Decomposition of effects.

***, **, and * indicate significance at the 1, 5, and 10% levels.

Taking preference for home-based care as the explained variable, social pension level was found to exert a significant negative direct effect on this. Meanwhile, the same variable also exerted a significant negative indirect effect on it via the mediating effect of subjective wellbeing. Thus, the total effect (also significant and negative) was the sum of these two effects, with the indirect effect accounting for 7.89% of the total effect.

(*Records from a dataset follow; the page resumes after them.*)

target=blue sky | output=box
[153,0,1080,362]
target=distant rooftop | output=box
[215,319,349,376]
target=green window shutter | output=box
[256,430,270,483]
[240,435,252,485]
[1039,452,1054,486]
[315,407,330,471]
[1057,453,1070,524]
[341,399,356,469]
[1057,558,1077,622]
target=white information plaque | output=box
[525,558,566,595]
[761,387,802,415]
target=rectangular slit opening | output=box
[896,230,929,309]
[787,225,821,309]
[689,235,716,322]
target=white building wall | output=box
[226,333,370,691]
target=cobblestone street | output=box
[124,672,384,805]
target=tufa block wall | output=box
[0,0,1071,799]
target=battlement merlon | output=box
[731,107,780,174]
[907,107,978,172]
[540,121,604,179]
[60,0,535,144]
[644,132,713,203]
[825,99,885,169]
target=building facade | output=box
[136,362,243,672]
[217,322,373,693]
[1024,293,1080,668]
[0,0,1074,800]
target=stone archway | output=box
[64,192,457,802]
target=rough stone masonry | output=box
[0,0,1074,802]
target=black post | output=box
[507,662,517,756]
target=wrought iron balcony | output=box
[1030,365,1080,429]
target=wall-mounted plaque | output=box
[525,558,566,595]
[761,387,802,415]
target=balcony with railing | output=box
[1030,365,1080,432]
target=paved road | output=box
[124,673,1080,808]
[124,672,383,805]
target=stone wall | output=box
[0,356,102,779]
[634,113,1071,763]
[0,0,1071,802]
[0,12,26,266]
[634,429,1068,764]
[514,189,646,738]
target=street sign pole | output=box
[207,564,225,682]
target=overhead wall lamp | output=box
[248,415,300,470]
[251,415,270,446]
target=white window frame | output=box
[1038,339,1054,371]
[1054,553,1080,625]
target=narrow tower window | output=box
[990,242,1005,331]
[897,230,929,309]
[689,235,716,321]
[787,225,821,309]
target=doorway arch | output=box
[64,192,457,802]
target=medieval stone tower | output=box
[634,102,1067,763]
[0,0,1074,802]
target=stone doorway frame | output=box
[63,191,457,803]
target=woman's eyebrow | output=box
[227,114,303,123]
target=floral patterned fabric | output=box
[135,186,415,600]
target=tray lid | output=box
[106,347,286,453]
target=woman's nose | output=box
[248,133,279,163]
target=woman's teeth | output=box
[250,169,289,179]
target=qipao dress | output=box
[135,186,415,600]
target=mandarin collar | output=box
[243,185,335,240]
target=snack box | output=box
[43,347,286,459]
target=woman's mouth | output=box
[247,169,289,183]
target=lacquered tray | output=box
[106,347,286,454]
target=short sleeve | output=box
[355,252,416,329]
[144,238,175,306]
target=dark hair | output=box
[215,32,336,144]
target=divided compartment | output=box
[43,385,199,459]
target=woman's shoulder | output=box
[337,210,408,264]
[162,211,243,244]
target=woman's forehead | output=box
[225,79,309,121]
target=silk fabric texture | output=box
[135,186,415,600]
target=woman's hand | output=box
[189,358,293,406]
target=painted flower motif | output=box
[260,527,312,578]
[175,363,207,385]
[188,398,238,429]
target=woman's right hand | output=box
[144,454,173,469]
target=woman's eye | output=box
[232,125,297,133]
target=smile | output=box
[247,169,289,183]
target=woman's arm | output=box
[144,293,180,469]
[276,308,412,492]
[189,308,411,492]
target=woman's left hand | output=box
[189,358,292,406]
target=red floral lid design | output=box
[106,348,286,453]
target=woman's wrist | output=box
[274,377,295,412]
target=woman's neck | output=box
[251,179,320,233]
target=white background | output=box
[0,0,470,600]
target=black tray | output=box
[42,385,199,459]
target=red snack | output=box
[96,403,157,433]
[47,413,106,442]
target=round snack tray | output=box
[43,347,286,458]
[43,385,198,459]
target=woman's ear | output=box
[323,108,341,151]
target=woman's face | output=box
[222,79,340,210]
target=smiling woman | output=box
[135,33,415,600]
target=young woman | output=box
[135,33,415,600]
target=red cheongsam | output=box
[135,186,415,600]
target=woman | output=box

In contrast, taking preference for community care as the explained variable, level of pension benefits was found to exert a significant positive direct effect on this variable. Pension level also exerted a significant positive indirect effect via the mediating effect of subjective wellbeing. Therefore, the total effect was also positive and significant, with the indirect effect accounting for 5.56% of this total effect.

Finally, taking preference for institutional care as the explained variable, social pension level exerted a significant direct positive effect on this variable, but the indirect effect via subjective wellbeing as a mediating variable was not significant.

In conclusion, although social pension level exerts different influences on preferences for home-based and community care among elderly people, this influence relies more on the direct effect in both cases. The indirect path plays only a supplementary role. Meanwhile, there is no indirect influence of this variable on preference for institutional care via subjective wellbeing.

4.4. Heterogeneity analysis

In this study, differences among elderly people in terms of gender, age, household registration, marital status, health status, education level, number of children, and gender of children were taken into consideration. These differences may cause significant differences in pension levels, subjective wellbeing, and elderly care model preferences. Therefore, the sample was divided into different groups for a heterogeneity analysis on various dimensions. To examine gender differences, respondents were divided into a sub-group of men and a sub-group of women. To examine age differences, 80 years of age was treated as a boundary, with elderly people older than 80 years classified as senior elderly people and others as middle-old and younger. In terms of household registration status, the sub-groups were rural elderly people and non-rural elderly people. The sample was also divided according to marital status (with spouse vs. without spouse), health status (unhealthy vs. healthy), and education level (illiterate vs. literate). In terms of number of children, respondents were classified into three groups: those with zero children, those with one child, and those with more than one child. Finally, the sample was also divided into a group with no sons vs. a group with sons, and a group with no daughters vs. a group with daughters. In the case of all these sub-groups, regression results indicated that an increase in pension level had a significant positive effect on subjective wellbeing. However, there were differences in the effects of pension level and subjective wellbeing on elderly care model preferences among different groups of elderly people, as shown in Table 6. These findings are summarized below.

  • There was no significant difference between the regression results for the sub-group of elderly women and the overall sample. In the case of the sub-group of men, the regression coefficient representing the effect of subjective wellbeing on preference for community care was not significant. Therefore, an increase in pension level has a direct positive effect on preference for community care among elderly men, but subjective wellbeing has no mediating effect for this sub-group.

  • There was no significant difference between the regression results for the sub-group of middle-old and younger elderly people and the overall sample. In the case of senior elderly people, the regression coefficient representing the effect of pension level on preference for institutional elderly care was not significant. Additionally, the regression coefficient representing the effect of subjective wellbeing on preference for home-based elderly care was not significant, while the estimated coefficients representing its effects on preference for community and institutional elderly care were significant and negative. Therefore, subjective wellbeing cannot be regarded as a mediating variable in the relationship between pension level and elderly care model preferences among the sub-group of senior elderly people. In addition, an increase in pension level has a direct positive effect on preference for the community care model among senior elderly people, but an increase their subjective wellbeing weakens their preference for the community care model, which means that the indirect effect via this mediating variable is negative. Pension level does not have a significant effect on senior elderly people's preference for institutional care, and an increase in their subjective wellbeing can weaken their preference for the community care model.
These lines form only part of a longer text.